New Delhi: Wal-Mart Stores Inc., the world’s biggest retailer, said the opening of its first cash-and-carry store in the country may happen only early next year, some 24 months after the company said it was exploring a joint venture and more than a year after it inked an agreement with Bharti Enterprises for the venture.
The company had previously said it would open the stores in the second half of 2008.
Wal-Mart’s Vice Chairman Michael T. Duke seemed unfazed by delays and added that Wal-Mart may choose not to use its own brand for the stores because it often uses local names outside its US home market.
In other countries, “the business operates under 52 different names,” he said. “We think it’s best to look at the market and say what will appeal best to the consumer.”
The cash-and-carry format, where products are sold to other shopkeepers and not consumers directly, is the only retail format where 100% foreign ownership is allowed in the heavily restricted retail business in India, worth an estimated $300 billion (Rs12.06 trillion) a year in sales. Indian laws bar foreign retailers from selling multiple products to consumers under one roof preventing the likes of Wal-Mart and others from forming such normal retail ventures.
Wal-Mart vice-chairman Mike Duke. (Aaron Skinner / Bloomberg)
However, Wal-Mart chose to enter the cash-and-carry segment as well through a 50:50 joint venture with Bharti, whose promoters, the Mittals, make much of their money providing mobile phones services in India under the Airtel brand. Wal-Mart is also providing back-end support to Bharti’s separate retail stores.
Some overseas retailers such as Metro AG, already operate fully owned cash-and-carry stores in India but the real spurt in retailing has been in stores that sell to individuals.
Conglomerates such as Reliance Industries Ltd have opened stores that sell everything from groceries to glue under one roof to tap into India’s burgeoning middle class that is new to this style of shopping.

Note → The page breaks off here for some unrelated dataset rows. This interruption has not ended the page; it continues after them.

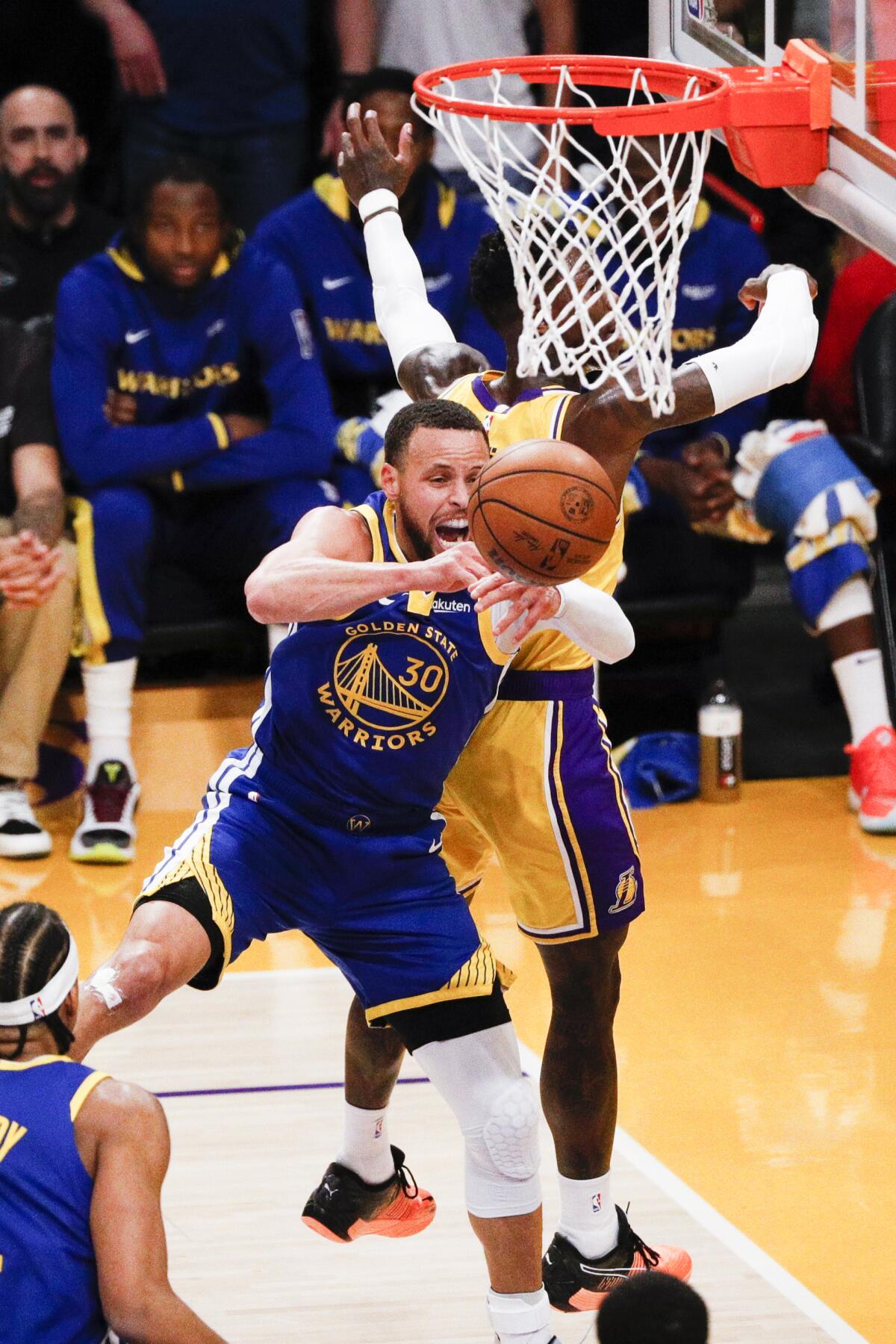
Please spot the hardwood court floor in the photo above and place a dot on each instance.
(755, 1043)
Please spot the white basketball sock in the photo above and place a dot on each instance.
(276, 633)
(366, 1147)
(862, 690)
(588, 1216)
(521, 1317)
(109, 694)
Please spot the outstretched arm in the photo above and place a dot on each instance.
(426, 356)
(777, 349)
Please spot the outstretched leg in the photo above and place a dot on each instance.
(163, 948)
(579, 1090)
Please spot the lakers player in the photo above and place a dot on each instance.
(82, 1159)
(536, 785)
(327, 823)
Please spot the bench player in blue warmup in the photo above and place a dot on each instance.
(82, 1159)
(328, 823)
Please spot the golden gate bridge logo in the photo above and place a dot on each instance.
(386, 687)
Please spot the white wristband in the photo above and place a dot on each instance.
(375, 201)
(778, 349)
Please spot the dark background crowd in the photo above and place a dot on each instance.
(168, 201)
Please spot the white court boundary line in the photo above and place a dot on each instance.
(714, 1222)
(677, 1191)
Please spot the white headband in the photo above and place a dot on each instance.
(23, 1012)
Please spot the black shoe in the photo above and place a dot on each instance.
(108, 833)
(344, 1207)
(575, 1284)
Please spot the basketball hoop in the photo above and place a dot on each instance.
(595, 230)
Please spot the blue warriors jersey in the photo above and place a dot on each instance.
(718, 257)
(188, 359)
(49, 1292)
(366, 715)
(536, 413)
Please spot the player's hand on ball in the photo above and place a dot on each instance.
(527, 605)
(755, 289)
(452, 570)
(120, 408)
(366, 161)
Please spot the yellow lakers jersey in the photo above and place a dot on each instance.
(538, 413)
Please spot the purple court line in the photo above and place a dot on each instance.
(231, 1092)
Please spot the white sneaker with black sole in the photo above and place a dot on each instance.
(22, 836)
(108, 833)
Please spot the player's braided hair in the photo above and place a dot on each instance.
(34, 944)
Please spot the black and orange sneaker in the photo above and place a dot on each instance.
(575, 1284)
(344, 1207)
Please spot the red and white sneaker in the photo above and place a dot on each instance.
(872, 781)
(108, 833)
(576, 1284)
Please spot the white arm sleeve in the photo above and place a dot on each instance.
(588, 617)
(403, 311)
(777, 349)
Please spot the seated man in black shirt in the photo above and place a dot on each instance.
(37, 578)
(45, 230)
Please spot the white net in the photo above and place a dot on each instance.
(595, 230)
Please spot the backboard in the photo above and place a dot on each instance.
(857, 190)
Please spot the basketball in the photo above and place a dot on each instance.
(543, 512)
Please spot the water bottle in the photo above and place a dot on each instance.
(721, 726)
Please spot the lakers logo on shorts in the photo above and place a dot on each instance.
(626, 892)
(388, 685)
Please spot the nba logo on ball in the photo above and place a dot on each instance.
(576, 503)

For decades, Indians have been shopping at the local stores, or so-called kirana stores, which are often cramped spaces where goods are stacked in places thatonly the shopkeeper’s assistant can reach. Purchases are often home delivered and credit is freely given.
However, promises of cheaper purchases and well stocked browse-and-buy aisles in air-conditioned spaces have attracted some shoppers and dented the business of small-store owners and street vendors who have protested and, occasionally, trashed stores of organized retailers to put a stop to any aggressive expansion.
The protests last year forced the United Progressive Alliance government to commission a study to an independent think tank to map the fallout of organized retail on small stores and vendors. The Icrier study is yet to be made public though it’s well past its orginal deadline for submission to the government. In December, Mint carried the findings of this study that showed that small retailers in areas where organized retailers had opened stores had seen a fall in revenues and profits.
Some states such as Uttar Pradesh, India’s most populous, and Kerala, have barred organized retailers from opening stores. And small-store owners have taken to nationwide day-long protests at regular intervals.
Still, Wal-Mart and Bharti executives glossed over concerns the protests and the lack of a binding retail policy may be slowing their roll-out pace or damping their plans.
“My belief is we will see a change happening, because states are vying for investment, employment,” said Rajan Mittal, managing director of Bharti Enterprises. “We always start with rough times in our country.”
Wal-Mart is likely to open about four stores in 2009. Bharti, on the other hand, will open its first store that will sell to individual buyers by August in a northern state that hasn’t been officially named. Mittal added that Bharti would unveil its plans in April.
On Wednesday, Wal-Mart also announced it would be increasing the work it outsources to Indian IT services firms.